For Alan Davidson, the associate director of the Center for Democracy and Technology, the greater issue involving H.R. 3482 — the Cyber Security Enhancement Act of 2001 — is not increased surveillance of Internet users by Internet service providers (ISPs), but, rather, giving greater police powers to law enforcement agencies. The bill passed the House Judiciary Committee Wednesday and now awaits a floor vote of the full membership.
Under current law, ISPs can face civil damages for disclosing user activity unless that activity presents an immediate risk of death or physical injury. Under H.R. 3482, sponsored by Rep. Lamar Smith (R.-Tex.) ISPs would be able to report threats that are “not immediate” and be protected from privacy violation lawsuits.
According to Davidson, who is also an adjunct professor at Georgetown University’s graduate program in communications, culture and technology, the privacy threat to Internet users is more likely to come from law enforcement agencies than from ISPs
spying on users.
“What concerns me is that police will come to an ISP and claim an emergency or a broad definition of an emergency and ISPs, being good citizens, will voluntarily give them user information because they will be protected from civil litigation,” Davidson said.

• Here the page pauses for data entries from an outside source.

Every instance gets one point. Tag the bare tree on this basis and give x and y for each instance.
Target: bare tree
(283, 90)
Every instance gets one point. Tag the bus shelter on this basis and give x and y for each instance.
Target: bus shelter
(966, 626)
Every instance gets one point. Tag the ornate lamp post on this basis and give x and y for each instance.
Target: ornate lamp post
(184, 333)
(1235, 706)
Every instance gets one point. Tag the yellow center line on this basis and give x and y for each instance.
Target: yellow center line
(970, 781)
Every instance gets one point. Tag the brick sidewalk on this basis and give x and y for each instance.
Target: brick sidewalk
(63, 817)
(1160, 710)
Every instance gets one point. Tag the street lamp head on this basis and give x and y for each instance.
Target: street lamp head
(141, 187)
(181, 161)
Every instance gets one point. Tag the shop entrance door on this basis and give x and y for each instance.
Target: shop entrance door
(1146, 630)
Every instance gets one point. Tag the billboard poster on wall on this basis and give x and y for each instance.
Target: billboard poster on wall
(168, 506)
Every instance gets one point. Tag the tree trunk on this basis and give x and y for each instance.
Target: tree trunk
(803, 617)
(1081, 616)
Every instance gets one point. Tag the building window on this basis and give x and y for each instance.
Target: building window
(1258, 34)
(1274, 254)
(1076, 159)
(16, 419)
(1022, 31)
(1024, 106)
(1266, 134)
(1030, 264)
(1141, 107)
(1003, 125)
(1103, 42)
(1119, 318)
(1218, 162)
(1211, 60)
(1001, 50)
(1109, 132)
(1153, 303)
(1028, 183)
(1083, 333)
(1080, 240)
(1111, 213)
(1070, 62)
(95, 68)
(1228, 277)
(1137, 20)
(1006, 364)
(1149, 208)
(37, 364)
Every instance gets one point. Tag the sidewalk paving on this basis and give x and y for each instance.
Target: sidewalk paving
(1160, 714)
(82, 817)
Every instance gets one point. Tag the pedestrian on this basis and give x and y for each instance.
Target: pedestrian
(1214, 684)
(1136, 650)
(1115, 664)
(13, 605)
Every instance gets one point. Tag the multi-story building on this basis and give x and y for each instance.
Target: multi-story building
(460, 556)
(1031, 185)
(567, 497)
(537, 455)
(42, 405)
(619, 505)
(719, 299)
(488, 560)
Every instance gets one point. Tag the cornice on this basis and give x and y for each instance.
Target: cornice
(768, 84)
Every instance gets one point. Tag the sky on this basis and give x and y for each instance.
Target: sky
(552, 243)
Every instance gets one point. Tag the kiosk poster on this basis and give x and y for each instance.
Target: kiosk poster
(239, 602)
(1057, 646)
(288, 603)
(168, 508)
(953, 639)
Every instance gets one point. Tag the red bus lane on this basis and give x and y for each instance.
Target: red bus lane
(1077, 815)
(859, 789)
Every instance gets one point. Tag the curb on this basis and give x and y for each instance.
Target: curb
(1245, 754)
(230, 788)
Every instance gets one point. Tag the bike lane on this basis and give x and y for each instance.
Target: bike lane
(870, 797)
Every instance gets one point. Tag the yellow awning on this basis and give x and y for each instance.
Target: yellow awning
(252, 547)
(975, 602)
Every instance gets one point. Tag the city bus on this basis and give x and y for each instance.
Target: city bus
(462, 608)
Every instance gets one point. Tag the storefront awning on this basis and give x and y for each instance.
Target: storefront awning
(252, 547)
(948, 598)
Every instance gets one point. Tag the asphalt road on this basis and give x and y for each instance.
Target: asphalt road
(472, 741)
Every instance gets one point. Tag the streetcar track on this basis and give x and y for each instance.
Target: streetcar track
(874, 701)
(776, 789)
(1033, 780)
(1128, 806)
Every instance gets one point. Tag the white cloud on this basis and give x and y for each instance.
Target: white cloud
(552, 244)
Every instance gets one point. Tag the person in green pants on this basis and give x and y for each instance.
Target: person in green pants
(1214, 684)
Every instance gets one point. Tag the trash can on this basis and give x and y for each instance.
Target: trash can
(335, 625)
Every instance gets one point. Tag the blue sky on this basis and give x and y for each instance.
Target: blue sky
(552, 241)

The bill aims to better coordinate cyber security efforts between federal, state and local agencies, make information more readily available to law enforcement agencies and slap harsher penalties on cyber criminals.

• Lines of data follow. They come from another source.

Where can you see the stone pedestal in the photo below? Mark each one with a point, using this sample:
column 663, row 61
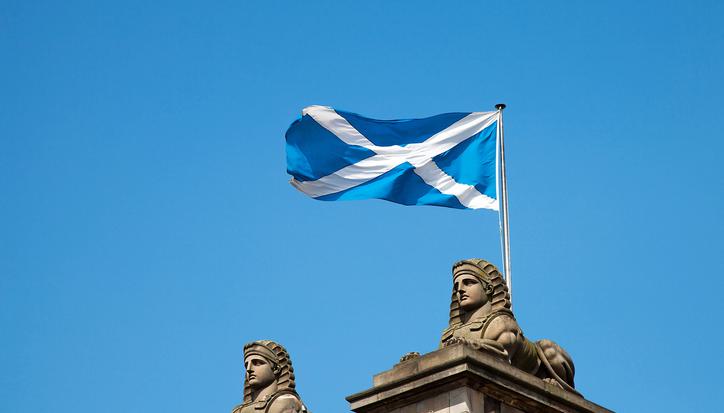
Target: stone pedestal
column 459, row 379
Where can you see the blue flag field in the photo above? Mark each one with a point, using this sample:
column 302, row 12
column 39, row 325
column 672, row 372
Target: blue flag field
column 446, row 160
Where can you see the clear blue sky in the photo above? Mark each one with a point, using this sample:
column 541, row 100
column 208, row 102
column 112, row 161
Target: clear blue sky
column 147, row 229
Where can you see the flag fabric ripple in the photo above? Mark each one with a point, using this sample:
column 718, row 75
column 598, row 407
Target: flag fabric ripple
column 447, row 160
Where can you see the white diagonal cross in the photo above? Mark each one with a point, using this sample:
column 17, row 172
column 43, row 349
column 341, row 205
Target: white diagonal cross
column 386, row 158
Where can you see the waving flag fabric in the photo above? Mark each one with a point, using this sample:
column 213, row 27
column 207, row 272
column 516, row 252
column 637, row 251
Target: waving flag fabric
column 446, row 160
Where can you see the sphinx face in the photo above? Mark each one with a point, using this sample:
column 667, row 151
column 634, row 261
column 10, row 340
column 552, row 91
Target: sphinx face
column 470, row 291
column 259, row 371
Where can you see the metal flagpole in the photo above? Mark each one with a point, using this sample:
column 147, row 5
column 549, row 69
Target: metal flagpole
column 504, row 228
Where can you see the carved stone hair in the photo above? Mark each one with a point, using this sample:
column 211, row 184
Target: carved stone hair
column 493, row 282
column 278, row 357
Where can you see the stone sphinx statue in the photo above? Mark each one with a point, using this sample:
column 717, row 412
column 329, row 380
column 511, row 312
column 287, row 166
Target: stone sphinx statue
column 269, row 381
column 480, row 317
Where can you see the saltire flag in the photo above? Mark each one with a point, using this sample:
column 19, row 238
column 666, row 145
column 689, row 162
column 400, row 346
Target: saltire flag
column 446, row 160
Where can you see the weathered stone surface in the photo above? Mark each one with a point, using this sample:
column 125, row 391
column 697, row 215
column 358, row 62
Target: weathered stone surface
column 461, row 379
column 269, row 385
column 481, row 316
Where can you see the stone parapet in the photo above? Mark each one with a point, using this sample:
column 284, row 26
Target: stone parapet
column 459, row 379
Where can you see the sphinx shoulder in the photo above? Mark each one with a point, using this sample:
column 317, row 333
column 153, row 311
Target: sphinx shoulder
column 286, row 403
column 503, row 328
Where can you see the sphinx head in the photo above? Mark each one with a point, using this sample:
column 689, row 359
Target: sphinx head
column 267, row 366
column 476, row 283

Criminal punishment for cyber crimes is currently based on the amount of economic damage caused by the attack. Smith’s legislation would allow the U.S. Sentencing
Commission to increase punishment when considering a perpetrator’s intent and whether sensitive government data is involved in the crime.

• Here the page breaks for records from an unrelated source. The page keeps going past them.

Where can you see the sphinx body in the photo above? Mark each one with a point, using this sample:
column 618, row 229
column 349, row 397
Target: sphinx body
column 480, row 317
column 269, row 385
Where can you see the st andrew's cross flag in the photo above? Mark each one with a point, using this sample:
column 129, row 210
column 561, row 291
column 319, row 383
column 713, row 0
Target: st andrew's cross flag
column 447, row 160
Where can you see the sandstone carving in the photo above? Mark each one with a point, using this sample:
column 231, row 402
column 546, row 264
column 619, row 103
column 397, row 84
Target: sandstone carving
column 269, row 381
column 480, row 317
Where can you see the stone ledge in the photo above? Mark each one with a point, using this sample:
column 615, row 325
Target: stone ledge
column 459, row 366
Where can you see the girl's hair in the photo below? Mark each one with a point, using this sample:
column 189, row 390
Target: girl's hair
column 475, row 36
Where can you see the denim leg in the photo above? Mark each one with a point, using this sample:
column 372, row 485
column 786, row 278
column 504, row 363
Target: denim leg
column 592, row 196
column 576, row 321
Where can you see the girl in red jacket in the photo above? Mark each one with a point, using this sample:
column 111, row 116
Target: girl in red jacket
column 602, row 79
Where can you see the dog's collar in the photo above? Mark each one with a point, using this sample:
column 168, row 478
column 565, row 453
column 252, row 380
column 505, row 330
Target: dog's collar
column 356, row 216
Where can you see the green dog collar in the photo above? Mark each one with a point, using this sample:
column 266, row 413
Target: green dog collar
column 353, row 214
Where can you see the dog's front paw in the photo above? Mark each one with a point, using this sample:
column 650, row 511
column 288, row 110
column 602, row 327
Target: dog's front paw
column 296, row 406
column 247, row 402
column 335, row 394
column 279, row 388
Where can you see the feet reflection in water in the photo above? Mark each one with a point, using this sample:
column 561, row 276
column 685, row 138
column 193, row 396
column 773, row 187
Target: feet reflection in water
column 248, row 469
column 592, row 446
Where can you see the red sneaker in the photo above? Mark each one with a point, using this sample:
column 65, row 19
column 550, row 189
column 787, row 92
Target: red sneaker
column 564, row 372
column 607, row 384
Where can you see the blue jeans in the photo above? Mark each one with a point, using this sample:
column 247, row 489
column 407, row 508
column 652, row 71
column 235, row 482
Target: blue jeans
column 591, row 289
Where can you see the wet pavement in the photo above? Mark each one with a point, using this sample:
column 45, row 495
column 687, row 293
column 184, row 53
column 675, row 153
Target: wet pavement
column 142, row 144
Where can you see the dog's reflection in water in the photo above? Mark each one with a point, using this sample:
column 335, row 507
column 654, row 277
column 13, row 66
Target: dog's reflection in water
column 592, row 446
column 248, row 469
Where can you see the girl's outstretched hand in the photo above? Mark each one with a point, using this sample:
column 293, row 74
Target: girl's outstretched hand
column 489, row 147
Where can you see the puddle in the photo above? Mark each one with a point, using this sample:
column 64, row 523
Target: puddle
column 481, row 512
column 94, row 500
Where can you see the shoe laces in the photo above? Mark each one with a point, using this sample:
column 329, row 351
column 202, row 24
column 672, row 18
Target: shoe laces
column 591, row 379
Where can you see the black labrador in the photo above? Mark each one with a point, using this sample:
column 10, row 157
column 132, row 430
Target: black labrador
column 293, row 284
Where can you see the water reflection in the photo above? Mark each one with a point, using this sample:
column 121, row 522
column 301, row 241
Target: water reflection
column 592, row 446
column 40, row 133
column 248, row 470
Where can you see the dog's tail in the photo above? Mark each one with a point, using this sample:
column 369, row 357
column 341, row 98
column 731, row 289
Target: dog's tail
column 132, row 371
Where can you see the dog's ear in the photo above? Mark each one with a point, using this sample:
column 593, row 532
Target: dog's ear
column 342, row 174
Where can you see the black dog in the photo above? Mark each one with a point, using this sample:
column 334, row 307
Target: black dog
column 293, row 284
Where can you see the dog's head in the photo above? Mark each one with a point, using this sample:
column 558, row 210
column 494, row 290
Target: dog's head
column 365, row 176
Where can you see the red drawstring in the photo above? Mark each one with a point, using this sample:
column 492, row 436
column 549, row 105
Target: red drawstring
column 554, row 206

The bill also directs the Attorney General, acting through the Federal Bureau of Investigation (FBI), to establish and maintain a National Infrastructure Protection Center to serve as a national focal point for threat assessment, warning, investigation, and response to attacks on the nation’s critical infrastructure, both physical and cyber.
It further establishes within the Department of Justice (DoJ) an Office of Science and Technology to work on law enforcement technology issues, addressing safety, effectiveness and improved access by federal, state, and local law enforcement agencies. The bill abolishes the Office of Science and Technology of the National Institute of Justice, transferring its functions, activities, and funds to the newly formed DoJ office.